Dear Amy: I’m concerned my widower father is turning into a slut. My mother passed away seven years ago, and then my father had the unfortunate luck of having a girlfriend who succumbed to cancer a few years later.

I understand that he’s lonely and needs affection that only a female companion would give, but he’s currently courting three women, none of whom knows about the others.

I know it is none of my business, but I am frightened these women he met online who so easily jump into bed with him will leave him with an STD.

I’ve heard that the spread of STDs is actually more prevalent among the older generation these days. What would you suggest I do to convince him that these trysts may be more than he bargained for, without overstepping boundaries?

He’s quite headstrong and rarely listens to me.

Amy says: I shared your question with a spokesperson for the Centers for Disease Control and Prevention, who responded: “While CDC continues to find that STDs disproportionately affect younger people in the U.S., it is important to understand that many older Americans face unique prevention challenges (e.g., discomfort in discussing sexual behaviors with physicians and partners and discomfort discussing condom use). It is also important for physicians to assess older patients’ risk.”

Older men may not have gotten the memo about wearing a condom. In their randy youth, condoms were used for birth control; now they are vital disease control devices. Your father could become infected and/or infect his partners.

On to his sluttiness. There is not much you can (or should) do about his choice to sleep around. The women he is seeing may also be mutually consenting (slutty) elders, and while this prospect isn’t quite what you want for your dear dad — you may have to accept it and only remind him to speak to his doctor about his risks.

Sexual promiscuity can be a sign of depression, however. If you feel he is out of control, you must do your best to urge him toward a mental health evaluation.

Needled by gift

Dear Amy: I have been a creative needleworker all my adult life.

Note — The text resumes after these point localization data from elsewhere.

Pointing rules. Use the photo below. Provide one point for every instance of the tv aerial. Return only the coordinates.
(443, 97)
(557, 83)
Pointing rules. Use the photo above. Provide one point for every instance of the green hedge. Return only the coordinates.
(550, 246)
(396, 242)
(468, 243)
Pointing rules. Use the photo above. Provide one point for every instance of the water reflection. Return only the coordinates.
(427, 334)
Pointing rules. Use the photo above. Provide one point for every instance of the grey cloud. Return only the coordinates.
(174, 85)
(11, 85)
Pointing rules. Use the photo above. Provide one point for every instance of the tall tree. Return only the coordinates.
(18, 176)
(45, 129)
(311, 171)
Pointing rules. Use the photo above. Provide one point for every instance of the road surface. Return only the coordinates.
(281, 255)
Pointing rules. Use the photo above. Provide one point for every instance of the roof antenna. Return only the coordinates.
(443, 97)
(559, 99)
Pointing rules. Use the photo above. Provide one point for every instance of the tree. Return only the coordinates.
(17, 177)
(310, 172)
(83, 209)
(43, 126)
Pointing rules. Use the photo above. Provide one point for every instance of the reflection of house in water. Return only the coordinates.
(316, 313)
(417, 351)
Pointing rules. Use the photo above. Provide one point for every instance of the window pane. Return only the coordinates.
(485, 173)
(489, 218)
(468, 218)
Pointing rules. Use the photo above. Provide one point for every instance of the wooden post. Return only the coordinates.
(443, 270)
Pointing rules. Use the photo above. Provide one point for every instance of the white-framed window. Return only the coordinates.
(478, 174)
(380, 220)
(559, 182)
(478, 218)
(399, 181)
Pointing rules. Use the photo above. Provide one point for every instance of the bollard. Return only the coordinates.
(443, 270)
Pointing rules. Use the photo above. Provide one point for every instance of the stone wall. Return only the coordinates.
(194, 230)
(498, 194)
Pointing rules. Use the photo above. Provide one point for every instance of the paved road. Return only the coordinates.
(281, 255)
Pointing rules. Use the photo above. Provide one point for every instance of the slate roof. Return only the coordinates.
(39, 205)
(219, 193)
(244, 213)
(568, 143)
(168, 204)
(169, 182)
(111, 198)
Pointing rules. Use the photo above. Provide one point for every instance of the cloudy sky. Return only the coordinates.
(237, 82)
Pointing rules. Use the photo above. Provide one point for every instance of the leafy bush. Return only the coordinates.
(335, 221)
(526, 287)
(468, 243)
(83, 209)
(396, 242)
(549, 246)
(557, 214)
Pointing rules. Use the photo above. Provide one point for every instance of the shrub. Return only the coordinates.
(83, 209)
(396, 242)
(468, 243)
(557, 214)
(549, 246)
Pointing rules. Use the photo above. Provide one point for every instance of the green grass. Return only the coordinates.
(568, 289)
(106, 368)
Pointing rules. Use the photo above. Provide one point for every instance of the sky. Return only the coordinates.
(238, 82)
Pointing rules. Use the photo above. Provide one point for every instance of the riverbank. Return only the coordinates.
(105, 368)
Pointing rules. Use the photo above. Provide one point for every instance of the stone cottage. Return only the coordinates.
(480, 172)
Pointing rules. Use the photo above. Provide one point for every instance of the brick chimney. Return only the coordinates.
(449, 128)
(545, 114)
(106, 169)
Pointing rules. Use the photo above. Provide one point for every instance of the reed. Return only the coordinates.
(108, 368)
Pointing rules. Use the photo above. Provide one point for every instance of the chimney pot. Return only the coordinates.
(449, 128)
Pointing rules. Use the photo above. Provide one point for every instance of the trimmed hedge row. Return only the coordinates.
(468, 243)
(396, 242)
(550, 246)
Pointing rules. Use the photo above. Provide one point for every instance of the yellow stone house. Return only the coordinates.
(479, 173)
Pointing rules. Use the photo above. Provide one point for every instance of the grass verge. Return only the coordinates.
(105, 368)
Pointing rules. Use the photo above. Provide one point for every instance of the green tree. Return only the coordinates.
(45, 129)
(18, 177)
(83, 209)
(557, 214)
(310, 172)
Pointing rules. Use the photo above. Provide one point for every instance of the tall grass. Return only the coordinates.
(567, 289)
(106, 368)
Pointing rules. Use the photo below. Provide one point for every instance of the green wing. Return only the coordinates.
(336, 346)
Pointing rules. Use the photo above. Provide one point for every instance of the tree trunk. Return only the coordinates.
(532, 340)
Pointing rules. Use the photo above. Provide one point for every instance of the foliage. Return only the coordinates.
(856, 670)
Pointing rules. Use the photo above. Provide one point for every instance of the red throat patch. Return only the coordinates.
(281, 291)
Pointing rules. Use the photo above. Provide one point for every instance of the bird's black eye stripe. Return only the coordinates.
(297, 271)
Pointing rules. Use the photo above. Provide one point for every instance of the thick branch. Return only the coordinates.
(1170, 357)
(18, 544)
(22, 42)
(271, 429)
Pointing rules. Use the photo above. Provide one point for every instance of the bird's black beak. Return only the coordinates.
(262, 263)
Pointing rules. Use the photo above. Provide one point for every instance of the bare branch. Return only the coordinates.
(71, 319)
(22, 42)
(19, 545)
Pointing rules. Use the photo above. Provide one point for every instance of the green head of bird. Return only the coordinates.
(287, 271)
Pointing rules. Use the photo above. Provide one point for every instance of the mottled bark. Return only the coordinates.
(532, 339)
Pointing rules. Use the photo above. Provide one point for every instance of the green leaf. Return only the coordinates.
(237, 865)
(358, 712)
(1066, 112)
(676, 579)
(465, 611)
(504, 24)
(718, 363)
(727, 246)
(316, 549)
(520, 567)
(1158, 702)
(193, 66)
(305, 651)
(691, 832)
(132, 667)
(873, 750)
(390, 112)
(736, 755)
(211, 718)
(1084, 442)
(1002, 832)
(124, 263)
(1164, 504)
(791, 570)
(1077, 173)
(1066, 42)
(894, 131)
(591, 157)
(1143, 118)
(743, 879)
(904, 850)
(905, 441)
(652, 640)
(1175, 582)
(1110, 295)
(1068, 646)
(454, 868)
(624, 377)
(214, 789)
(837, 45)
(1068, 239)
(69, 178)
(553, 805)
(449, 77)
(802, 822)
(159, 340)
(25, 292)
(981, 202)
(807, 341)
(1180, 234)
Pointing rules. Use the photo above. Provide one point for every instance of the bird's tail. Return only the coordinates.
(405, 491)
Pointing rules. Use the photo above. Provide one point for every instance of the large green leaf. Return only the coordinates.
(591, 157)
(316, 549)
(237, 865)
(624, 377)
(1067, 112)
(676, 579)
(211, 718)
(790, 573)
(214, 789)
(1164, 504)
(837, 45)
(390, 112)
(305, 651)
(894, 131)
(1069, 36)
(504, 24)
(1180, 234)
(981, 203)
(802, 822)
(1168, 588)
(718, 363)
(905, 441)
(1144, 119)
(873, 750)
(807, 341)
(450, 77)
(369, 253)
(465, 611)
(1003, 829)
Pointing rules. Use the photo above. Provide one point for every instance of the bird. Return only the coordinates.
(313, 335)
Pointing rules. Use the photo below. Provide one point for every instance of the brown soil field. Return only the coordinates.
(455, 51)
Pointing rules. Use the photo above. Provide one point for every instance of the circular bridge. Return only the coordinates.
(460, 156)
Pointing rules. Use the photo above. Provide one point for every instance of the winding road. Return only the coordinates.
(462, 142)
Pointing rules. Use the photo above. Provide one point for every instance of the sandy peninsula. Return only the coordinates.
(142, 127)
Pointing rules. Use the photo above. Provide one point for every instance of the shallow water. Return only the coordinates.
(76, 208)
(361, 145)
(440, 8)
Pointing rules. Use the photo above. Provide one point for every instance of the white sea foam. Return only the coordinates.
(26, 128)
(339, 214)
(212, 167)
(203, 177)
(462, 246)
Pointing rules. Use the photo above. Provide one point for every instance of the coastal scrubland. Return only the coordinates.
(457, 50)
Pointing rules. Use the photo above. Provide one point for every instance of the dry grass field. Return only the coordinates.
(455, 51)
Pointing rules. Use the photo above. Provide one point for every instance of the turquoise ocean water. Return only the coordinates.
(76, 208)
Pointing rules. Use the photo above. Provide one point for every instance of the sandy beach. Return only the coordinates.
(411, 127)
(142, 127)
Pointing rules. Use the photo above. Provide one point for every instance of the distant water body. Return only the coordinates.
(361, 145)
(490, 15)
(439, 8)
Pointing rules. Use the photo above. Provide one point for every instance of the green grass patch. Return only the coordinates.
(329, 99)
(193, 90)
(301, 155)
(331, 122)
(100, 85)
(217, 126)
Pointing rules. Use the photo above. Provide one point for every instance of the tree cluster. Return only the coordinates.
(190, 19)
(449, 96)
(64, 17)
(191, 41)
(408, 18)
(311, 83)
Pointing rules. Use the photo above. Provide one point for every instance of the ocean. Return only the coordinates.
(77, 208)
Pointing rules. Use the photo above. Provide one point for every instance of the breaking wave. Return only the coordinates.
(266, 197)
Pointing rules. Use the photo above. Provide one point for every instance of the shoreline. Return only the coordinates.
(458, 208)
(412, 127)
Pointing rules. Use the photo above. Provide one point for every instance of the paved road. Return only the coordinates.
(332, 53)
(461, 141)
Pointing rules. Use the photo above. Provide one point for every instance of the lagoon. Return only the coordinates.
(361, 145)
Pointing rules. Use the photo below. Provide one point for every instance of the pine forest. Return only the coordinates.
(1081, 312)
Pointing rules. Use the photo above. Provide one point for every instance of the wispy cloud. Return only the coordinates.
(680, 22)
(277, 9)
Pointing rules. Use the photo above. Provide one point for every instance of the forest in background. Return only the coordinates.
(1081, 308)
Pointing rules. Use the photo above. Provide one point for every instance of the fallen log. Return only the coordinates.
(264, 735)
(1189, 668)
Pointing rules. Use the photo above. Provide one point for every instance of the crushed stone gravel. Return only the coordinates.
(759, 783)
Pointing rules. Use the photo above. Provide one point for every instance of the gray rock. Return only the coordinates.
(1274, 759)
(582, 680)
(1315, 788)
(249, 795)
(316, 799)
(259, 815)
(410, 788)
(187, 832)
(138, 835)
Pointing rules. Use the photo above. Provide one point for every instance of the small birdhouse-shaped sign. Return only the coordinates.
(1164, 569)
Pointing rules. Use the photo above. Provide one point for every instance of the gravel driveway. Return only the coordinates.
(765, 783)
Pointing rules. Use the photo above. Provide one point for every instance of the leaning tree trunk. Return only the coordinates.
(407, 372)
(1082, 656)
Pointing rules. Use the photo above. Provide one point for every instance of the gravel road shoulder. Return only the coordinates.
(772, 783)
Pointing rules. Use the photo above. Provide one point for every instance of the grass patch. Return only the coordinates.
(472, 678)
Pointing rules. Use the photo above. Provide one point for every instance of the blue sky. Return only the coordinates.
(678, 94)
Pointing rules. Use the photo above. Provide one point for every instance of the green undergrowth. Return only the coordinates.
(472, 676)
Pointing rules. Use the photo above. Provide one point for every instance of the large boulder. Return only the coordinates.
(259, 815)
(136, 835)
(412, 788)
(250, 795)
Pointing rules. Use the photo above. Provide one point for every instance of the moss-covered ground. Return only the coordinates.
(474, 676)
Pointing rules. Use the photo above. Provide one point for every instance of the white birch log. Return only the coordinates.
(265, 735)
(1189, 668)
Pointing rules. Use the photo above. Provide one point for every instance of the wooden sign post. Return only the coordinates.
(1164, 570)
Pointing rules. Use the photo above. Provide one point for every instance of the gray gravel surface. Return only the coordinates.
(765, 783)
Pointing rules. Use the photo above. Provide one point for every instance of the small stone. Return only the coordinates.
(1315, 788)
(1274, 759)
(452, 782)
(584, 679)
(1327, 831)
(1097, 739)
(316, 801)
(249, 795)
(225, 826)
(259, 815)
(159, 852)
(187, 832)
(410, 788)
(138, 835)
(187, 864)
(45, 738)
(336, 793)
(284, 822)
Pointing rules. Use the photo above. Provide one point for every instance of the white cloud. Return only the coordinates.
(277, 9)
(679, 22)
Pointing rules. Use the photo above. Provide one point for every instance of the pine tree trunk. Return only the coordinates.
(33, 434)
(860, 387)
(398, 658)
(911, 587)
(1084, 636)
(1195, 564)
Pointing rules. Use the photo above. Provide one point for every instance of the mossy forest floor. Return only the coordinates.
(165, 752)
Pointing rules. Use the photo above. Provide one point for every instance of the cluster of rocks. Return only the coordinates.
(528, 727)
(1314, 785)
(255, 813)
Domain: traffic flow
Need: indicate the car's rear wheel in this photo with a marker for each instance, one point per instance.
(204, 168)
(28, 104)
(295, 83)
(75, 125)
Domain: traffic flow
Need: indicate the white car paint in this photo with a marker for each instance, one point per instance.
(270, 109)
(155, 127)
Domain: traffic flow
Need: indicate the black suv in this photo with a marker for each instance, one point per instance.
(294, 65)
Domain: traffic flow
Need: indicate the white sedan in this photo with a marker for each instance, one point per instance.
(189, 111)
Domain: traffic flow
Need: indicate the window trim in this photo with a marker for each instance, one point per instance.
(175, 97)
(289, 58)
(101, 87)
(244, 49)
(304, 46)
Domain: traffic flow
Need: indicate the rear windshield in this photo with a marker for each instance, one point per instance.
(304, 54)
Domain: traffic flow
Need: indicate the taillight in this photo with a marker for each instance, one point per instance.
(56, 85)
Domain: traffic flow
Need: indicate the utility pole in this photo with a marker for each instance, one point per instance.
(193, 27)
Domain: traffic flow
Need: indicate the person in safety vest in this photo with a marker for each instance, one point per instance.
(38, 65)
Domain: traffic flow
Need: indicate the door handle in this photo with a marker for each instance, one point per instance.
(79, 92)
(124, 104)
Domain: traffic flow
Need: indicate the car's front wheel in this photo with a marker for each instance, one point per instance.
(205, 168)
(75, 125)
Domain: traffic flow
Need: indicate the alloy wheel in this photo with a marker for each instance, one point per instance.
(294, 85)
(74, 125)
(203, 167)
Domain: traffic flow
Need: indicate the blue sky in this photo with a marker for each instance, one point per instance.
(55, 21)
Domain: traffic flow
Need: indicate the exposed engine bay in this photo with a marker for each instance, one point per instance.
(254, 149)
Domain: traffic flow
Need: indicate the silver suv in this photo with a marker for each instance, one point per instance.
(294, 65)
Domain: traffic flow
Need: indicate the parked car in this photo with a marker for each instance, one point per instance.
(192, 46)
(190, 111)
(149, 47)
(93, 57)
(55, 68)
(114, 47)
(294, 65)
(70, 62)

I have earned a fair amount of income selling to others.

Recently a new member of our church who is also a needleworker (and also sells her work) gave me one of her pieces as a thank you for something I’d done for her.

It is beautifully made and I’m sure would sell for a substantial amount of money, and I greatly appreciated the gesture.

However, it is absolutely nothing I would ever wear, so I did something awful: I removed some embellishments and now I like it a lot better.

I don’t know what to do besides not wearing it to church functions (which may prompt her to ask why I am not). What if I do wear it somewhere else someday and unexpectedly run into her?

It was so sweet (and quite unnecessary) of her to do this, and I don’t want to diminish her generosity of spirit, but what can I say to her without ruining a nice relationship?

Amy says: Because you are an expert needleworker, you are in a unique position to understand the impact of your choice on your friend’s creative ego. If someone altered one of your pieces, how would you feel?

Sometimes the best way to handle a sticky situation is to admit the truth and throw yourself on the mercy of the court: “I am so touched and grateful for your generosity! I absolutely love the sweater. But I also have a confession to make: I removed some embellishments, and I hope that’s OK with you.”